It seems pretty clear to me, but again, I’m what they call a “Titan of Theology.” Something else that seems pretty clear to me is that right now, sinning in jealously over people who got iPads for Christmas is at an all time high. Why?
The signature Apple puts in emails you send from an iPad.
At the bottom of every email that goes out from the device, there is a sentence that reads,
“Sent from my iPad.”
This is not new. For years the iPhone has said the same thing, “Sent from my iPhone.”
For Apple, it’s a brilliant marketing strategy. They are essentially attaching an ad to every email you send to every business contact or friend you message. And it is costing them $0.
But the first time I saw that, I didn’t read it the right way. Here is what it said:
“Sent from my iPhone.”
Here is how I read it:
“Sent from my iPhone, a magical happiness device that you don’t have Jon Acuff. If you purchased one your life would be 42% more awesome almost instantly but financially you can’t afford one right now, in large part because you are a loser. Enjoy pushing the buttons on your borderline Amish phone. What is that thing made of, cedar? Touch the screen on your junky phone all you want, nothing is going to happen you caveman.”
Now clearly that was not the intended message from my friends who sent me emails. A lot of them didn’t even know you could change the signature. Which is what I did, when I got an iPhone. I changed it to, “This is short and not funny because it was sent from my iPhone.” That felt a little better.
But now with Christmas a few days behind us, there are thousands of new iPad owners sending out emails, that might make us feel a little jealous. That’s why when someone gave me one this year, I decided to change the email signature to one of three things:
1. Sent from a device that justifies, if not warrants, spelling mistakes, grammar errors and sarcasm that will initially be misinterpreted as unkindness but later explained as insight by me.
2. Sent from a device I use to read the Bible, paper being so wildly inconvenient.
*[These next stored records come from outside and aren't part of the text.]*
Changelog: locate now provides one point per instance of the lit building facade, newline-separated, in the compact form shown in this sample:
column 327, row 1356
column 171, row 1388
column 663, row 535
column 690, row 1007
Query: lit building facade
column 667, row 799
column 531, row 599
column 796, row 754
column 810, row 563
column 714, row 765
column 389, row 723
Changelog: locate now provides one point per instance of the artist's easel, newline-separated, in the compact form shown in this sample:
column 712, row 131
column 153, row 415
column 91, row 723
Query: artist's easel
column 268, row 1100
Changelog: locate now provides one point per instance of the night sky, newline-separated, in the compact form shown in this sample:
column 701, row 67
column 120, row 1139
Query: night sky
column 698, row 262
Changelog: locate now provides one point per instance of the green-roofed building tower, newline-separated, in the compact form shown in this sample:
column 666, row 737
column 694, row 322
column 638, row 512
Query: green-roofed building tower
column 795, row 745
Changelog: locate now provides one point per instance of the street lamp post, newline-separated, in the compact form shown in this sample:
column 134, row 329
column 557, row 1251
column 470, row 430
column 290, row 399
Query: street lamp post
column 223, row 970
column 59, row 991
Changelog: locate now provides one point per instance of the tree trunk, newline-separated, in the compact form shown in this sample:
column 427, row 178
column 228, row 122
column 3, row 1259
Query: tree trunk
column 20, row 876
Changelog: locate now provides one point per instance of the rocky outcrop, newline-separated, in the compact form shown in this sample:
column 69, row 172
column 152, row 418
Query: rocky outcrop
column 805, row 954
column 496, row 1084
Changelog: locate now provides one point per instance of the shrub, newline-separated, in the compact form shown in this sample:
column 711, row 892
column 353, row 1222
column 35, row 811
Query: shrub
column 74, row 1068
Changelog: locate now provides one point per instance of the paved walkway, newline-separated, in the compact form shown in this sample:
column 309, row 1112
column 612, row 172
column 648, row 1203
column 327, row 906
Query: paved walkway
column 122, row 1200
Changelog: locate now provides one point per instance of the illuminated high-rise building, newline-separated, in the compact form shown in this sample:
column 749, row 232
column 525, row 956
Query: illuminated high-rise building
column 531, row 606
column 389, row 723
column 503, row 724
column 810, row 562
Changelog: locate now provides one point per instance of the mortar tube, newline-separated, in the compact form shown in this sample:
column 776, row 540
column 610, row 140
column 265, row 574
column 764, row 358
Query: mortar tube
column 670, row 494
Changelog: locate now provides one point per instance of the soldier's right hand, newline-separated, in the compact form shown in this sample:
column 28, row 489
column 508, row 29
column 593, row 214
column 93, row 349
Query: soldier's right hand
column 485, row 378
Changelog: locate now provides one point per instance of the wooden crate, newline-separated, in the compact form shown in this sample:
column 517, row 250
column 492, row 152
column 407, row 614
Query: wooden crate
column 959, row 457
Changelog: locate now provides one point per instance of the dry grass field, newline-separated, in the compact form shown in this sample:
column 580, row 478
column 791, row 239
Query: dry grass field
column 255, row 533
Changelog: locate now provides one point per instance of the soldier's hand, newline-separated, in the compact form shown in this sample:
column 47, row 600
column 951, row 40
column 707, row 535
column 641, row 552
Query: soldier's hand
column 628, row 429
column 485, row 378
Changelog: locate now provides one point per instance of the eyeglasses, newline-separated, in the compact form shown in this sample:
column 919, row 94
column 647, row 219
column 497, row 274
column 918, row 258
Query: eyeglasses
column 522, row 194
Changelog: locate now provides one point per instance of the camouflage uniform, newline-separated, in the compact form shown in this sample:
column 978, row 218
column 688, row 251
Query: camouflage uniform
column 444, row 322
3. Sent from a device that was a completely unexpected gift from a very generous person. I am grateful and am aware of the current unemployment rate. Quit writing that Jesus Juke response email you’re working on right now.
Feel free to use any of those. Those are free to you, the SCL readership.
But be honest, have you ever been jealous of someone who owned an iPhone, iPad or Mac laptop? This is a safe place. You’re amongst friends. Let it all out.